McLean VA, home of the CIA (I went to Langley High School, right down the road…)
These days the actual spies can’t afford to live here, but in the 70’s there were lots of locals who worked for “The Commerce Department” or “The Agricultural Department” or suchlike.
No tailors. That I know of.
@13, I always wanted to see a Jake/Ezri relationship! Their interactions were so brief, but I thought there was a rapport there. I grew to like Ezri very much and I always loved Jake, and the poor guy all but disappeared this last season. Plus, it would have prevented the whole Bashir/Dax relationship, which I find more unconvincing and irritating every time I rewatch.

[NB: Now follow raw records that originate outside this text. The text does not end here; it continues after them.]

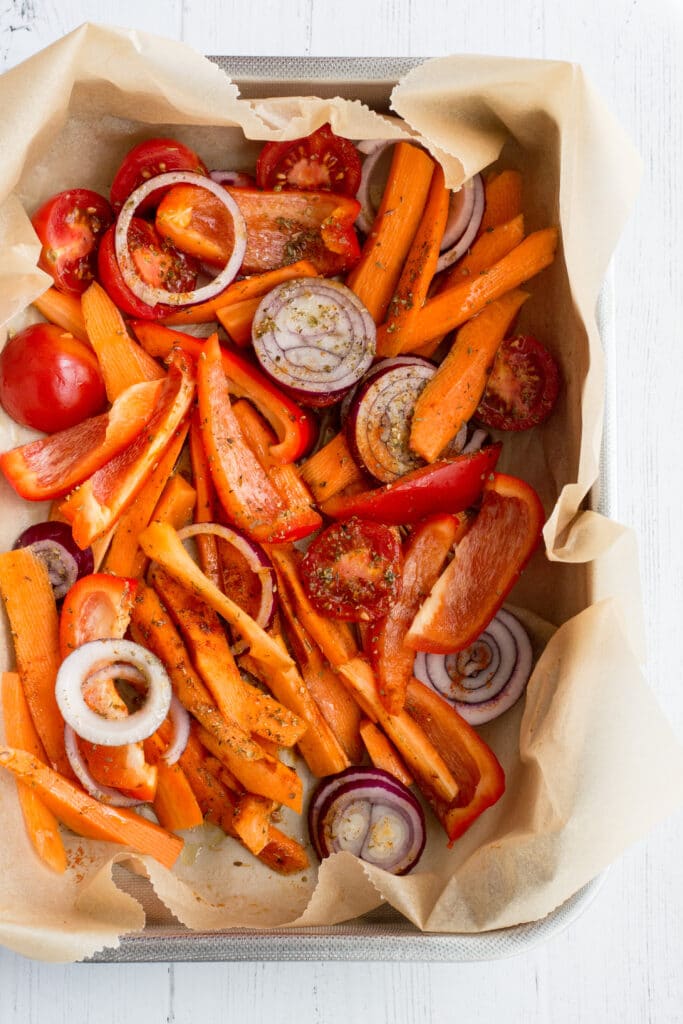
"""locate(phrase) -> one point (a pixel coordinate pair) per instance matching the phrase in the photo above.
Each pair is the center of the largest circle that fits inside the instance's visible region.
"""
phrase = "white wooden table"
(622, 962)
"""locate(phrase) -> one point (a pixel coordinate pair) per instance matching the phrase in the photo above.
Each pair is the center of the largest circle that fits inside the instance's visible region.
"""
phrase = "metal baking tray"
(384, 934)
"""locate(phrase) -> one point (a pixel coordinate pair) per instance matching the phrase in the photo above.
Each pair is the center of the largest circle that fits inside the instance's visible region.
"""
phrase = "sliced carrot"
(376, 275)
(32, 611)
(458, 304)
(88, 817)
(41, 825)
(63, 310)
(121, 359)
(453, 394)
(383, 754)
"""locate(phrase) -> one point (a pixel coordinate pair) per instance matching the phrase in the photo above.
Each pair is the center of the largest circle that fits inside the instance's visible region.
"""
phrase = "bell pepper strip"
(49, 468)
(87, 816)
(479, 774)
(41, 825)
(424, 556)
(451, 485)
(29, 600)
(294, 426)
(94, 507)
(487, 562)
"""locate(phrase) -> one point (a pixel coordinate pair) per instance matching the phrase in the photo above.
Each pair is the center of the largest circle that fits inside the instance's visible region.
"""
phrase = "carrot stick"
(503, 199)
(125, 556)
(254, 287)
(41, 825)
(331, 469)
(121, 359)
(453, 394)
(88, 817)
(63, 310)
(458, 304)
(29, 601)
(421, 263)
(375, 278)
(383, 754)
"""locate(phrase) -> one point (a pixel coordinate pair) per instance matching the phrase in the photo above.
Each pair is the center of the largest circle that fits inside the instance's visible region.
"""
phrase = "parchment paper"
(584, 751)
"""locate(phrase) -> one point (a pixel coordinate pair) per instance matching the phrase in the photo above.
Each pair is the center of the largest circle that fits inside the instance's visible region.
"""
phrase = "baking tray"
(383, 934)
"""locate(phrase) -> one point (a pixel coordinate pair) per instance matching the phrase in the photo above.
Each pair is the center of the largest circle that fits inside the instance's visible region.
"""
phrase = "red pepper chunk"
(487, 562)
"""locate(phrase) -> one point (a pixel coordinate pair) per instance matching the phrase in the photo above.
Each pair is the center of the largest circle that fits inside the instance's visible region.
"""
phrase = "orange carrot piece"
(503, 199)
(254, 287)
(125, 557)
(453, 394)
(375, 278)
(63, 310)
(421, 263)
(383, 754)
(121, 359)
(41, 825)
(331, 469)
(88, 817)
(32, 611)
(458, 304)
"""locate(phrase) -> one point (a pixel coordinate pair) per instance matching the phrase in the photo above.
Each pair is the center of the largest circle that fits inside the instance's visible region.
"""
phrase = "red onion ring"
(148, 293)
(485, 679)
(104, 794)
(314, 338)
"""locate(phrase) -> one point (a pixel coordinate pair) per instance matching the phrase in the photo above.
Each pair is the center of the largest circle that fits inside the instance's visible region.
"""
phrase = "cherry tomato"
(146, 160)
(353, 570)
(322, 162)
(523, 385)
(70, 226)
(49, 380)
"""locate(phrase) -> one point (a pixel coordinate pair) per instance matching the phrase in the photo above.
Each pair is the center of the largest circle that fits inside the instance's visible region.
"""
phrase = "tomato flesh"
(352, 570)
(522, 387)
(49, 380)
(70, 226)
(321, 162)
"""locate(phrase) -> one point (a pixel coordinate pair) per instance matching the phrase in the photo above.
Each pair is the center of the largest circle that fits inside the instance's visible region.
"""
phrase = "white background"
(623, 962)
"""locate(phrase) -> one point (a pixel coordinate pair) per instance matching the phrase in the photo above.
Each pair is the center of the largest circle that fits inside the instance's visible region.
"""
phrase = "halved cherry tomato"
(352, 570)
(321, 162)
(146, 160)
(49, 380)
(70, 226)
(523, 385)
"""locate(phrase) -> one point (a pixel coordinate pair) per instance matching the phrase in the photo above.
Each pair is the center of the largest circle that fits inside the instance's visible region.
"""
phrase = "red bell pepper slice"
(479, 775)
(294, 426)
(94, 507)
(444, 486)
(487, 562)
(49, 468)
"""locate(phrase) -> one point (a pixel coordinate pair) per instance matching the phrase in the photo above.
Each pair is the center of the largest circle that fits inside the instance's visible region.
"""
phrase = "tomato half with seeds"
(522, 387)
(352, 570)
(70, 226)
(321, 162)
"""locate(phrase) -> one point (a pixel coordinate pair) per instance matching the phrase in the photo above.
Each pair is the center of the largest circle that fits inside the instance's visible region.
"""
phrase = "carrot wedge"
(456, 305)
(453, 394)
(41, 825)
(121, 359)
(88, 817)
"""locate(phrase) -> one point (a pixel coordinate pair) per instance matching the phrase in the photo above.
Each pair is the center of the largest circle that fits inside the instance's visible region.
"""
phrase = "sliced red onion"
(255, 557)
(314, 338)
(371, 814)
(486, 678)
(76, 670)
(454, 250)
(104, 794)
(378, 427)
(150, 294)
(53, 543)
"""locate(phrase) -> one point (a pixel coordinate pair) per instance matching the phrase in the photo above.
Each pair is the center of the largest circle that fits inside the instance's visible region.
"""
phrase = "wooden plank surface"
(622, 962)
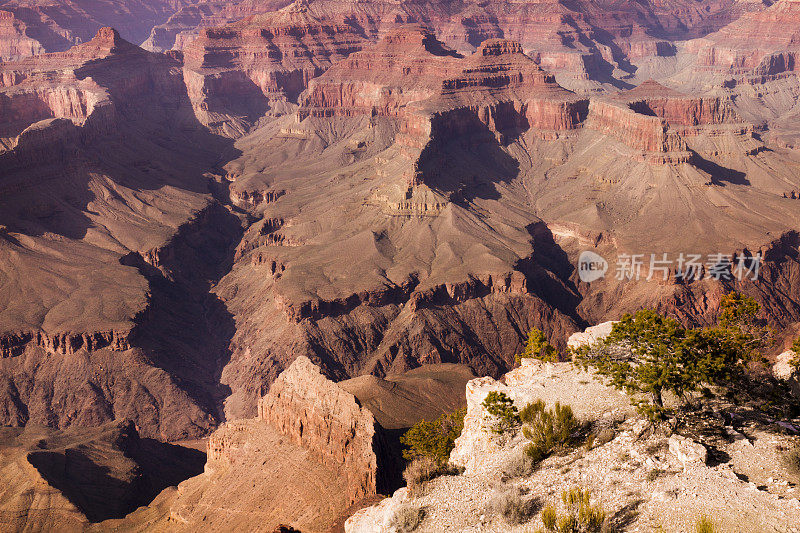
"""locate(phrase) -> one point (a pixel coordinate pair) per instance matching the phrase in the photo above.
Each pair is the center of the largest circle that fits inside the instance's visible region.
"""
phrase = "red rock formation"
(98, 75)
(14, 39)
(410, 73)
(260, 64)
(762, 43)
(656, 120)
(318, 415)
(47, 26)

This episode is why I came up with this quip on KRAD’s Facebook page: Ezri Dax is the counselor who was NOT telepathic, right? (That she has to remind a hologram–Vic–that she’s Nog’s counselor in “It’s Only a Paper Moon” doesn’t help her cause much either!)

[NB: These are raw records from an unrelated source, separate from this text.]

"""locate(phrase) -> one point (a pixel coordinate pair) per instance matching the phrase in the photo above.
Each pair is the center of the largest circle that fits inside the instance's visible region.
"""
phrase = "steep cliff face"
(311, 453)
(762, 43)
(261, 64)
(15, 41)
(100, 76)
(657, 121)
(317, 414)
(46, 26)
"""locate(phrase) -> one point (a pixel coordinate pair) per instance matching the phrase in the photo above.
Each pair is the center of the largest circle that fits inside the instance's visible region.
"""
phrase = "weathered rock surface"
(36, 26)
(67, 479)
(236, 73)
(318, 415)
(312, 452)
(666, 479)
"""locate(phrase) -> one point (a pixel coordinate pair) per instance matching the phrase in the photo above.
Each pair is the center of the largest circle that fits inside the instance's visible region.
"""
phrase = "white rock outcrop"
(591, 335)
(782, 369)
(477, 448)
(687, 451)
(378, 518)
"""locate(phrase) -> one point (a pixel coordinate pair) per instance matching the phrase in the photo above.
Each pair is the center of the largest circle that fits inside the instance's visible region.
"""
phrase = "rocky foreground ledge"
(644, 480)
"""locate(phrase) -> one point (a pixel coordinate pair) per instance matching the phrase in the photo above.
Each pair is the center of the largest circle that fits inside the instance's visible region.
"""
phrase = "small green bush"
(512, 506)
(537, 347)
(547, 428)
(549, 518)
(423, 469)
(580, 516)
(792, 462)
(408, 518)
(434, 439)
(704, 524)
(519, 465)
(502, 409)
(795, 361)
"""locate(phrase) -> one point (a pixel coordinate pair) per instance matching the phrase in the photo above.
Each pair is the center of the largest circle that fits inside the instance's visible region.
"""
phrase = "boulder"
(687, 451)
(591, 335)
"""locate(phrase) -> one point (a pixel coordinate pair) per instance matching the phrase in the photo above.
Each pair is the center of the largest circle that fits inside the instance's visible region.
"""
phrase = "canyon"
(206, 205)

#3 LisaMarie: Poor Bashir! I’m just curious why you wanted his crush on Judzia to be unrequited? Judzia was a strong character (imo) and, as Ezri says, “knew how to handle” Bashir’s flirtations. Why don’t you like that it was (at least somewhat) mutual? : )

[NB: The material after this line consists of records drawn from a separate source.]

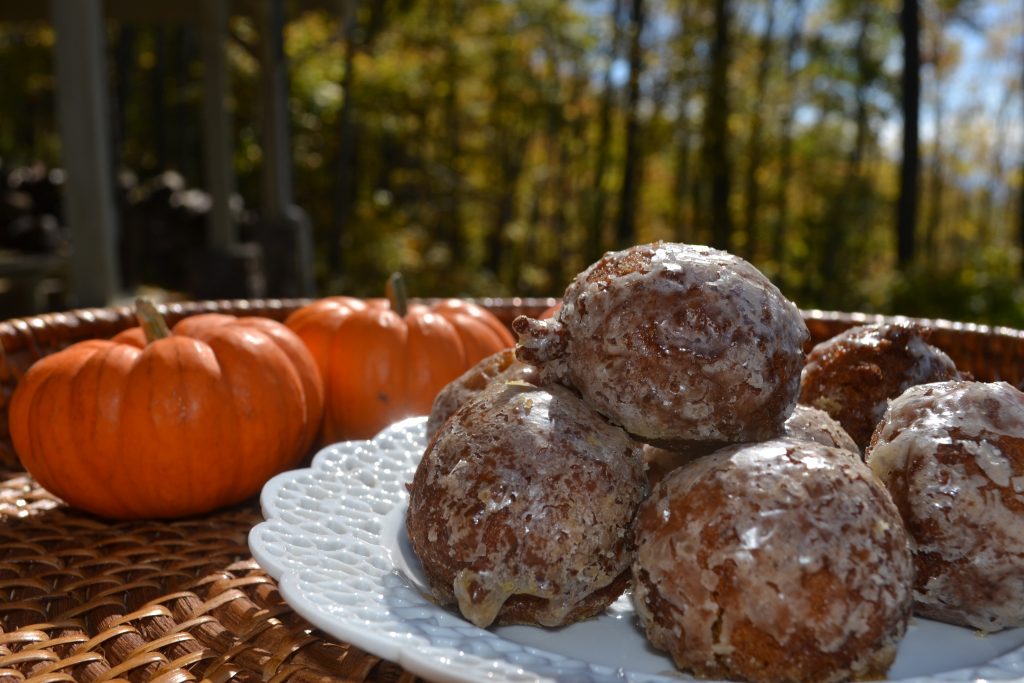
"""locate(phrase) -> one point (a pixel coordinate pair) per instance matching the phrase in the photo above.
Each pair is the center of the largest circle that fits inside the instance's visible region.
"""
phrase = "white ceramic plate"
(334, 538)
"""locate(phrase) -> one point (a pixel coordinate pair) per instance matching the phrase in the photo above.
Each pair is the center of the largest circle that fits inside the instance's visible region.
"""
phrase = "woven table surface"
(87, 599)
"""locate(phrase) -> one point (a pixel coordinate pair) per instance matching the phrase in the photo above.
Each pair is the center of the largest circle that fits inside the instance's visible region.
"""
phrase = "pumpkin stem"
(397, 294)
(153, 324)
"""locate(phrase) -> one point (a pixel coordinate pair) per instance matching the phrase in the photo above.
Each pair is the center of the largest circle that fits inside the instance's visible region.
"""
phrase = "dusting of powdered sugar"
(675, 343)
(952, 454)
(761, 521)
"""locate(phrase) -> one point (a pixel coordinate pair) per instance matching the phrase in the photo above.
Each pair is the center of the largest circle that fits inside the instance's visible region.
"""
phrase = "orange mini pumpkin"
(382, 360)
(168, 424)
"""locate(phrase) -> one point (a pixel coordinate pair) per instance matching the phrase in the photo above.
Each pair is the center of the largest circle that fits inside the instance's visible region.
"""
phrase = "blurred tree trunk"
(633, 161)
(716, 151)
(451, 216)
(508, 151)
(906, 219)
(781, 226)
(755, 147)
(847, 205)
(596, 224)
(344, 196)
(681, 223)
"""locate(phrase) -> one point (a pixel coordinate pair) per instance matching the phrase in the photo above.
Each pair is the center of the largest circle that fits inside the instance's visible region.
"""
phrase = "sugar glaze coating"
(812, 424)
(777, 561)
(853, 375)
(522, 506)
(952, 456)
(805, 423)
(676, 343)
(499, 367)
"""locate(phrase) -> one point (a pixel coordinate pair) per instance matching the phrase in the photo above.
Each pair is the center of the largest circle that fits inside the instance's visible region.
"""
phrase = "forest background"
(866, 156)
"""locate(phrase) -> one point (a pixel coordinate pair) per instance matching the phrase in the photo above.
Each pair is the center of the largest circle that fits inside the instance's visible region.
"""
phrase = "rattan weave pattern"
(85, 599)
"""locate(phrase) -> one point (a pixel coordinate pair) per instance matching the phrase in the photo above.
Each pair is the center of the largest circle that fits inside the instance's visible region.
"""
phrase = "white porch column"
(287, 235)
(85, 150)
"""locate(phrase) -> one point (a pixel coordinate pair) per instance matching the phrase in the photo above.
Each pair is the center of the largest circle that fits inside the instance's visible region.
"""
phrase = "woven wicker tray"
(83, 599)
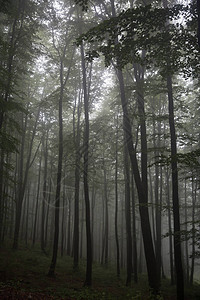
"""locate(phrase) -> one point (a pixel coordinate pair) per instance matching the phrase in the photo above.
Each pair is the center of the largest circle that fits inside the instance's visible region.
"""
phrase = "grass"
(23, 273)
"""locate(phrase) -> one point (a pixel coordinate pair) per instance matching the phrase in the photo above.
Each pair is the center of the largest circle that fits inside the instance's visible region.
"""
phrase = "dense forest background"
(99, 135)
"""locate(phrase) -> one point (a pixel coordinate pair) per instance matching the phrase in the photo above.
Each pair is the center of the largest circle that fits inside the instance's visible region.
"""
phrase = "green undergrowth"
(26, 270)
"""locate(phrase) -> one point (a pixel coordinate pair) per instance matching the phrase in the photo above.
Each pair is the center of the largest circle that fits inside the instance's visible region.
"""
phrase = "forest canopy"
(99, 136)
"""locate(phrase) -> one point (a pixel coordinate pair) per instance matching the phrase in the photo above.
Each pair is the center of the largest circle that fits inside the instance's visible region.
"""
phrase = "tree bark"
(88, 279)
(175, 196)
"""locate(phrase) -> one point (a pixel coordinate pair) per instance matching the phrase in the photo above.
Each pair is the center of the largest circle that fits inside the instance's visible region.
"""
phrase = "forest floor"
(23, 275)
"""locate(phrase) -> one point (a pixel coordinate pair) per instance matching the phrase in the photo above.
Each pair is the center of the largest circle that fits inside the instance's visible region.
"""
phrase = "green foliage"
(83, 4)
(169, 45)
(25, 270)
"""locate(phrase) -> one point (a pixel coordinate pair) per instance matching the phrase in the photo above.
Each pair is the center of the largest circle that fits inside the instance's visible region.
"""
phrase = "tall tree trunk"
(170, 227)
(88, 279)
(128, 215)
(175, 196)
(194, 197)
(157, 203)
(77, 184)
(186, 236)
(142, 191)
(23, 176)
(59, 173)
(141, 182)
(37, 202)
(44, 194)
(116, 202)
(105, 194)
(135, 268)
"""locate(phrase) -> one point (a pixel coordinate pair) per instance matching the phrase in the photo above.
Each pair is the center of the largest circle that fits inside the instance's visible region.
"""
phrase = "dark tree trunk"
(106, 215)
(44, 194)
(135, 268)
(141, 185)
(116, 203)
(170, 228)
(37, 201)
(127, 215)
(23, 176)
(59, 175)
(186, 237)
(194, 196)
(88, 279)
(175, 196)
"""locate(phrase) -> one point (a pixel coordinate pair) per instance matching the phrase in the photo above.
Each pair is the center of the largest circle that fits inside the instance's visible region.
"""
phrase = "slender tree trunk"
(69, 227)
(128, 215)
(88, 279)
(142, 191)
(175, 196)
(186, 236)
(106, 214)
(59, 175)
(170, 229)
(157, 203)
(194, 196)
(44, 196)
(77, 187)
(116, 203)
(135, 268)
(37, 202)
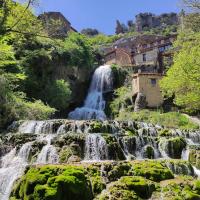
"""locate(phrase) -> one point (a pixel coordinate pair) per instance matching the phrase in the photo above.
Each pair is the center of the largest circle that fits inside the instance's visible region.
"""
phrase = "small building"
(120, 57)
(148, 85)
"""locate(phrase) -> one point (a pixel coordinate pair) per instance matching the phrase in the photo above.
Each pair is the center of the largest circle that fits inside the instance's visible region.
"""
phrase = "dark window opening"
(153, 81)
(144, 57)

@30 – I agree she’s not a “bad driver.” What always bothered me about the scene was that Riker commanded her to get them out of orbit when she first took the helm and she didn’t do it. The Enterprise wasn’t too disabled at that point and it didn’t look like it was trying to get out of orbit at all.
@35/36: Ah, it finally clicks, thank you both! I still occasionally go for walks where FBI agent Robert Hanssen dropped off his packages for the Russians, but that’s about the extent of my attention to the shadows around here. It’s amusing to picture Garak skulking around Tysons Galleria, though…
@39 – Because I think Bashir was immature and gross and creepy in those early episodes, mainly…at the risk of repeating myself to others who have had to suffer through my rants on previous episodes already, I tend to dislike the idea that women just want to be relentlessly pursued and ‘won over’, especially once they’ve established they are not interested. Or men (I’m talking to YOU, Berelain) for that matter.
So, I definitely dislike how the series has backpedaled on that in ways with the ‘she really liked it all along’ trope (which as somebody else pointed out, even happens in an episode where she was alive). Which, fine, I know some women do enjoy the chase and being flirted with and all that and Bashir wasn’t doing anything overtly sinister, but I think it was handled rather clumsily.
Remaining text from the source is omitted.